You remember someone telling you that it was all going to end, suddenly, and you wondered now if that had been a mis-heard threat, and the wave of relief that flooded through you with that thought almost made your bladder release. But you realized that they must have been talking about this press conference. This show. This cart and pony affair. Jugglers and mimes couldn’t have put on this dumbshow as surely as you had. Grumblings were just beginning to ripple, and smiles were just starting to break at their folded edges when it was all wrapped up. Players from the far end of the podium were whisked away by handlers, a slimy protective coating that allowed no questions or comments or concerns. You stood there for a moment, watching camera cords being looped expertly and steno pads being flicked shut and no one made eye contact with anyone else.
And that’s just the way it was. And he sniffled once. A springtime cold is no fun, you said to yourself absently. He looked around for a few seconds and noticed you. He didn’t look at you, because you would have been blasted into about a million bits of shameful crying person if he had actually looked at you. But he noticed you. And you wondered idly if he had a gun in his pocket. Or if someone nearby was waiting with richly sewn black leather gloves to swoop in behind you in a stairwell and slip one of those cord things around your throat. Maybe you would just admire the texture of the expensive gloves against the gooseflesh on your neck and try not to think about expiring while you tried to stutter out an apology. No ink pen or blotting paper or trendy boutiques. Just crashing down on your knees blubbering and spitting and gasping while someone took the life from you.
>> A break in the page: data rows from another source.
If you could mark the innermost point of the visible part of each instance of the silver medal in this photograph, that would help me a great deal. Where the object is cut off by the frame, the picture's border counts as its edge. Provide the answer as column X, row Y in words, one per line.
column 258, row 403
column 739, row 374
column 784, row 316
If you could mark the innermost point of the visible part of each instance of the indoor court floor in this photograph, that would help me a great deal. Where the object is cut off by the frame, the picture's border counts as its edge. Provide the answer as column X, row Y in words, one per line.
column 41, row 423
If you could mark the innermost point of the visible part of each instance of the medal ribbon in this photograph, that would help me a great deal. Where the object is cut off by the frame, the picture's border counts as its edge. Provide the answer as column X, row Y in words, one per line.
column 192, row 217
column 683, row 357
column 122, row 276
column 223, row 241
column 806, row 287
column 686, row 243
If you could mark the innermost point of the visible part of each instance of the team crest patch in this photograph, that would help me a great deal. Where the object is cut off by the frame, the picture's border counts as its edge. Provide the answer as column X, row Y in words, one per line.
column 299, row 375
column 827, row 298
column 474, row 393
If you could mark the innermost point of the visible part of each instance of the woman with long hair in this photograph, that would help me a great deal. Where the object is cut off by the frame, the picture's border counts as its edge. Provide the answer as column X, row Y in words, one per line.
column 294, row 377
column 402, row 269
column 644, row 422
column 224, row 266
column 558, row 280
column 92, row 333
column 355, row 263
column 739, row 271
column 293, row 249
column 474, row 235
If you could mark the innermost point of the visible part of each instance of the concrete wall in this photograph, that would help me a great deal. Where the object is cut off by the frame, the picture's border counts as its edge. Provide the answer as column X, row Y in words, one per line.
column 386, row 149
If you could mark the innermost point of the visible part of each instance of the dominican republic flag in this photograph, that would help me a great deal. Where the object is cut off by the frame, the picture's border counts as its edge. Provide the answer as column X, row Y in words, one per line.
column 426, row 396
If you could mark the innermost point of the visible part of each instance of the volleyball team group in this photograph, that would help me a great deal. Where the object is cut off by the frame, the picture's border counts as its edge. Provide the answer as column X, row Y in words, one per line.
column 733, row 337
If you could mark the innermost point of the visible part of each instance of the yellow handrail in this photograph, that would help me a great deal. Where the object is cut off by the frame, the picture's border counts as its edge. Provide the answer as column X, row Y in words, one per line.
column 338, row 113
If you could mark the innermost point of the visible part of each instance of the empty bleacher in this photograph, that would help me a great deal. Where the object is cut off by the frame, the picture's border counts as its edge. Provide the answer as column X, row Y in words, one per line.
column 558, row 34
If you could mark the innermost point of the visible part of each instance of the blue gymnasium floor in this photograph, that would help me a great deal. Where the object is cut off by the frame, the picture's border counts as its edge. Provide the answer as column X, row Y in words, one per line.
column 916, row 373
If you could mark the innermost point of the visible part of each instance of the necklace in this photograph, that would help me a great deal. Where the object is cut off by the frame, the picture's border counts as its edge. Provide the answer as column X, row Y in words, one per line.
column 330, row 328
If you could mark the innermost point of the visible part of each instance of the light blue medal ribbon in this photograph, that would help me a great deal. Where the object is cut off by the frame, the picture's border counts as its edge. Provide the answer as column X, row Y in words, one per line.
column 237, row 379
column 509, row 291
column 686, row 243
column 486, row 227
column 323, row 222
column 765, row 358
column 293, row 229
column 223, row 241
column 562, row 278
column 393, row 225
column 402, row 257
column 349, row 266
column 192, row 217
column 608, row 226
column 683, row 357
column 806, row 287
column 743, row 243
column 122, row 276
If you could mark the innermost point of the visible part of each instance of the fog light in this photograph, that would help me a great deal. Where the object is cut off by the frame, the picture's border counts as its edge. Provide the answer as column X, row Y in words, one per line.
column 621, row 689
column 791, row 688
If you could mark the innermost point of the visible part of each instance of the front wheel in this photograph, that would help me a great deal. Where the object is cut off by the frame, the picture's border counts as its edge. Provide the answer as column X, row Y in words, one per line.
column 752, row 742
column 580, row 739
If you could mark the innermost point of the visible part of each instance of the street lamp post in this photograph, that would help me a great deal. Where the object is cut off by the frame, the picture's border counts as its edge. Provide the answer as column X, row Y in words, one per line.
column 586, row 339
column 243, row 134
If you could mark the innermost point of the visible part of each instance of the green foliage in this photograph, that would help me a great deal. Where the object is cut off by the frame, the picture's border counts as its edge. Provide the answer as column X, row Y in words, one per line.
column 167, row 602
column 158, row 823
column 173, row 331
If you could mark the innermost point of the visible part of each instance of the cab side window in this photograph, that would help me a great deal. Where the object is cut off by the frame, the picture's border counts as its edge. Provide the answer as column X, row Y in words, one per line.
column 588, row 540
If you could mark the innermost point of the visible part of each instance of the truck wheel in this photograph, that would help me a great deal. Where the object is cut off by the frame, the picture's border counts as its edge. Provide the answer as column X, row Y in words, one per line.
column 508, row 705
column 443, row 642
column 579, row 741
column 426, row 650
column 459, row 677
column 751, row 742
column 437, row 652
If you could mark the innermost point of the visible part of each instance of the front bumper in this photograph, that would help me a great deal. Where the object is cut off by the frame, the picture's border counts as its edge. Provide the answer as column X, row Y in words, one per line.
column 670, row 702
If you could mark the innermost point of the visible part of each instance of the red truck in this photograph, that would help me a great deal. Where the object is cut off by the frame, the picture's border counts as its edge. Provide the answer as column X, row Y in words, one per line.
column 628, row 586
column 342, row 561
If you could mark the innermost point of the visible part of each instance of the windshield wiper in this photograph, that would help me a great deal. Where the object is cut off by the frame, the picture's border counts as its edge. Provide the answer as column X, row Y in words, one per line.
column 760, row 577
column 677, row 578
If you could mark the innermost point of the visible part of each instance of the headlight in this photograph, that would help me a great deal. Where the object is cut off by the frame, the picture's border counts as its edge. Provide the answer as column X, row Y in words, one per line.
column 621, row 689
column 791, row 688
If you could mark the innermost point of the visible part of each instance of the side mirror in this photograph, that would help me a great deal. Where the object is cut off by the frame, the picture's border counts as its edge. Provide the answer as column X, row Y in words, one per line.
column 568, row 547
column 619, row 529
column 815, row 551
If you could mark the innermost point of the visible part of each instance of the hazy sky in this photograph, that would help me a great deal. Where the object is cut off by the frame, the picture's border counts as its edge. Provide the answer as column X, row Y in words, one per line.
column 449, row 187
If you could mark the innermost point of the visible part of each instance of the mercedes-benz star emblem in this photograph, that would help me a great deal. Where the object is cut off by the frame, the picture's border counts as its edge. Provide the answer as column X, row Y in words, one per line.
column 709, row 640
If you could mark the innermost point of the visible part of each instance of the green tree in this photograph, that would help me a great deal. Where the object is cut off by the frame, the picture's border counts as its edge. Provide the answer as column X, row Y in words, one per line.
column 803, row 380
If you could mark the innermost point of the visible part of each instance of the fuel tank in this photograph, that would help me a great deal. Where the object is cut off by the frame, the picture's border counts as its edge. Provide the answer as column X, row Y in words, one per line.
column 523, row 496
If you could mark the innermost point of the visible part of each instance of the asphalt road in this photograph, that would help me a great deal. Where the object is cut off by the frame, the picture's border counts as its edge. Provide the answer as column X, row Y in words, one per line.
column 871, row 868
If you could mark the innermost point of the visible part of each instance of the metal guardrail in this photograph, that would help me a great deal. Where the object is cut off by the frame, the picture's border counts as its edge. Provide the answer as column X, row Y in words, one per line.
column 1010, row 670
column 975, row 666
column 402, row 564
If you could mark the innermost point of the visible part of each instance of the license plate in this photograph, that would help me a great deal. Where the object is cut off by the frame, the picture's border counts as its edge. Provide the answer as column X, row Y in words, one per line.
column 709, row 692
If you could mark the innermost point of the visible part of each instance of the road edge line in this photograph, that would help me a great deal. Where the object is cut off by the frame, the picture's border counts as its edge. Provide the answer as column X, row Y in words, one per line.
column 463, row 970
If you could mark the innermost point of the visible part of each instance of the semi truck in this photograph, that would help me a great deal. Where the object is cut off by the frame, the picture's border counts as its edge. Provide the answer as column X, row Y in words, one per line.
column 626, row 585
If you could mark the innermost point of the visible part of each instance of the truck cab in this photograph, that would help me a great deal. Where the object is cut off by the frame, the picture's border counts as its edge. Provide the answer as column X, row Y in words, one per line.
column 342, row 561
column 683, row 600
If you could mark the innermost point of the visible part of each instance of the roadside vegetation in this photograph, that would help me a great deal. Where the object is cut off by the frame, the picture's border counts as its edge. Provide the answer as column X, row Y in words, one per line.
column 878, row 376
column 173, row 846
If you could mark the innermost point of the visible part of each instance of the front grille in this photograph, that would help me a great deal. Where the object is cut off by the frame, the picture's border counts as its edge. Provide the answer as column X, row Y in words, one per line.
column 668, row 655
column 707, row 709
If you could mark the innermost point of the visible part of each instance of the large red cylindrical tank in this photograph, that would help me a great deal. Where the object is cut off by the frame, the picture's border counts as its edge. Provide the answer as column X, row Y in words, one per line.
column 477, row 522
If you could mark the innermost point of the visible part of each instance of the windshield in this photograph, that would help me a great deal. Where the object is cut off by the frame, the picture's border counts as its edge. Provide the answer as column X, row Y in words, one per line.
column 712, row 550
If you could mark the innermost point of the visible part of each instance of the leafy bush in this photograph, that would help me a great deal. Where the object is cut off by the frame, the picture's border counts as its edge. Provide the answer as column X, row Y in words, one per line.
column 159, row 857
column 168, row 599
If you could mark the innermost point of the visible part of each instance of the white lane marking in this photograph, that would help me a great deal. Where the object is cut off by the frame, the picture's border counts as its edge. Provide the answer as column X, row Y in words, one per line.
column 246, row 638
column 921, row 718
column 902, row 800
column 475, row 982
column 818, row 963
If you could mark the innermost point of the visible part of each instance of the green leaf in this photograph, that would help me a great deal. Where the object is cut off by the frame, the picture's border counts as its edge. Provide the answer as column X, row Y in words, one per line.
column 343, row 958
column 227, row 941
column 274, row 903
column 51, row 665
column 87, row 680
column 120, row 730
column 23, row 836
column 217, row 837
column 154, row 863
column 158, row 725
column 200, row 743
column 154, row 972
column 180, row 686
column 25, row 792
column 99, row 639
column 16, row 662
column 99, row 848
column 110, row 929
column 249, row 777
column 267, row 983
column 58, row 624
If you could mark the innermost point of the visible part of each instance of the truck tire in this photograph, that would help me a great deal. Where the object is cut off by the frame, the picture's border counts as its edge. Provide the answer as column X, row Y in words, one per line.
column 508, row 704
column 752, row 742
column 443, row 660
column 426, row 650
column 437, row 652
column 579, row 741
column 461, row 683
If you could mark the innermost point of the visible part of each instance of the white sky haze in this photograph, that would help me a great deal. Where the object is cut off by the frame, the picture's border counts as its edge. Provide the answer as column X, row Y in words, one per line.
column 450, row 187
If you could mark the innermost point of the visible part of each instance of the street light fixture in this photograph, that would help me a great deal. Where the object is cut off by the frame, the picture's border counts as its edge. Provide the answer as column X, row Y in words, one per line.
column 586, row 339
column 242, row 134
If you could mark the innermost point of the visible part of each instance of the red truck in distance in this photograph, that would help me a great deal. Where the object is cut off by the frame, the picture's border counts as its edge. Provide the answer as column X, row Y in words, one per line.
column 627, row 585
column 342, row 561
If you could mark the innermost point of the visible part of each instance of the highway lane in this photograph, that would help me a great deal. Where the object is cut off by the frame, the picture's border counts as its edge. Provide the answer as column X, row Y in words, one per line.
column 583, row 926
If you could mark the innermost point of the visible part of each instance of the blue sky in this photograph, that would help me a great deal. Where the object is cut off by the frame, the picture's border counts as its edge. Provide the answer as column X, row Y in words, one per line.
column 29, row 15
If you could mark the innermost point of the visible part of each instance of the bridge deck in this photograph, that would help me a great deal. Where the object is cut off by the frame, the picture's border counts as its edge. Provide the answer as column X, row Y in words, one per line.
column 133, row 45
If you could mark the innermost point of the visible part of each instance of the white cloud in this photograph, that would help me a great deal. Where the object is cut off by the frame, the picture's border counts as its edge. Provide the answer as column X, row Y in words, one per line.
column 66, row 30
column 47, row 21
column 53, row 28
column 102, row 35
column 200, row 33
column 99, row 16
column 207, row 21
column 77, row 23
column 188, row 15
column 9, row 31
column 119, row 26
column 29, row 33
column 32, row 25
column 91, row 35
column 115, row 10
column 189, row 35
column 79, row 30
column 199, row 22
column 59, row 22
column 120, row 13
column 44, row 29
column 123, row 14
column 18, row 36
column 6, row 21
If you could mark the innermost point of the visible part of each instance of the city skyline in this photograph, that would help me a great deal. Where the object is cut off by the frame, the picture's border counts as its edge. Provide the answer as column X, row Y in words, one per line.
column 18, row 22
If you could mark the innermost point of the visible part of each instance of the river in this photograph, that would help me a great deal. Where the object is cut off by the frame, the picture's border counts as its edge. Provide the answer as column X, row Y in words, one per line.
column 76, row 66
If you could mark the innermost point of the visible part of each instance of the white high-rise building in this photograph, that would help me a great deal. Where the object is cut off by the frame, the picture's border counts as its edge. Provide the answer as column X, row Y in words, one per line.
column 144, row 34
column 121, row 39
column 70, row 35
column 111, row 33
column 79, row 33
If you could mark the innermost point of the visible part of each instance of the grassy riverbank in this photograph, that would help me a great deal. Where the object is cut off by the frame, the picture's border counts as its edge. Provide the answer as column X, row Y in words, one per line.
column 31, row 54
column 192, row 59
You blinked. He wasn’t standing there. He and his family had wandered off in a different direction and everyone seemed to be leaning away from you, as though the extra two and half inches could remove them from the danger-level radioactivity reading that emanated from you at this very second. Thinking with some right-seeming sense of self-preservation about that wood paneled bastion of privacy you had, you turned smartly on your heel and headed towards it as though the light of day was going to burn the guilt into your skin like a brand.
But to be safe, you took the elevator. Alone.